Gavin had noticed that Lucidonius’s body, too, seemed to grow stronger as the sun did. Somehow the godling’s magic was tied to the rising of the light. On realizing that, Gavin had made desperate attempts to end the fight quickly.

Those times had been the times he’d come within a hair’s breadth of losing. Now there was only endurance, not the thought of victory.

They’d reached the sword not once, but several times. It now lay not far from the Great Mirror itself. Gavin counted that as his only victory. If Lucidonius were smarter, he would attempt to throw the Blinding Knife off the tower. As long as it was so close to the Great Mirror, Gavin had a chance.

“Shouldn’t you be . . . you know, on your way elsewhere?” Gavin asked.

“Where’s that?”

“It’s Sun Day. Don’t you go visit the poor assholes giving their lives for you over at the Chromeria?”

“I wish I could go help them in their hour of need. I’m needed here.”

“Hour of need?” Gavin asked. He wouldn’t call the Freeing that.

“The Jaspers are under siege. The White King has floated seven bane and tens of thousands of soldiers and drafters for the attack. And there are traitors within the walls.”
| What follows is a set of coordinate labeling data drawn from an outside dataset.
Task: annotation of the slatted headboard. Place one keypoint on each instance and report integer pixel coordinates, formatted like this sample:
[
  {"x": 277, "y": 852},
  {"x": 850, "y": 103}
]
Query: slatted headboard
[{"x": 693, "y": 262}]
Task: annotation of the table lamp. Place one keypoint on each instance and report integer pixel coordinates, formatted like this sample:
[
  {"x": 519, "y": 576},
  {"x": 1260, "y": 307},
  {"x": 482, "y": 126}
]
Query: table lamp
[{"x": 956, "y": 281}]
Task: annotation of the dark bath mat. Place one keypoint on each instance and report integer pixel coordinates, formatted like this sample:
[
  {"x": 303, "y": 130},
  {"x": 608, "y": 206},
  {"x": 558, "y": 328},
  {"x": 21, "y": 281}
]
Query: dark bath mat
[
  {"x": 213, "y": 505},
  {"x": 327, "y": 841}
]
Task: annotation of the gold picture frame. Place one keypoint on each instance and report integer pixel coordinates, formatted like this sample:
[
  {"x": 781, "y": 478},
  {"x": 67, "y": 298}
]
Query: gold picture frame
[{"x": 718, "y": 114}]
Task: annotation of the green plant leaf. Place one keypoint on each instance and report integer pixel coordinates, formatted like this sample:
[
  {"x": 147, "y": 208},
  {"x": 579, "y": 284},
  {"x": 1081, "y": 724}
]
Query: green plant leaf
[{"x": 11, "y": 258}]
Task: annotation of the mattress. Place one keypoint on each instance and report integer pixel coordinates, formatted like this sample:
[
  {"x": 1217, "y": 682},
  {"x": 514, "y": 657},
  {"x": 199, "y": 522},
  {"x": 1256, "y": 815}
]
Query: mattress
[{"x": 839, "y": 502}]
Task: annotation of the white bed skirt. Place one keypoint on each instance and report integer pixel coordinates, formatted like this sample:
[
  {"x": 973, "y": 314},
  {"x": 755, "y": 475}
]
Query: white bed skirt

“And yet you’re here. While they worship you.”

“They don’t worship me.”

“You know what I mean. Whatever you want to call yourself, Lucidonius, it doesn’t change that they’re dying because they believe your words.”

Lucidonius stood and dusted himself off. “You seem to have recovered your strength, if not your sense of irony. Ready?”

“How’d you do it?” Gavin said, not least because he most certainly was not ready.

“Are you hoping I’ll get distracted now, or that I’ll give you instructions?” Lucidonius asked.

“You give me too much credit. I’m just buying time to rest. But seriously, you ascended to godhood. How?” Not that Gavin wouldn’t take any opening if the creature offered it, but he didn’t expect that. Lucidonius was too sharp for simpler ploys to work.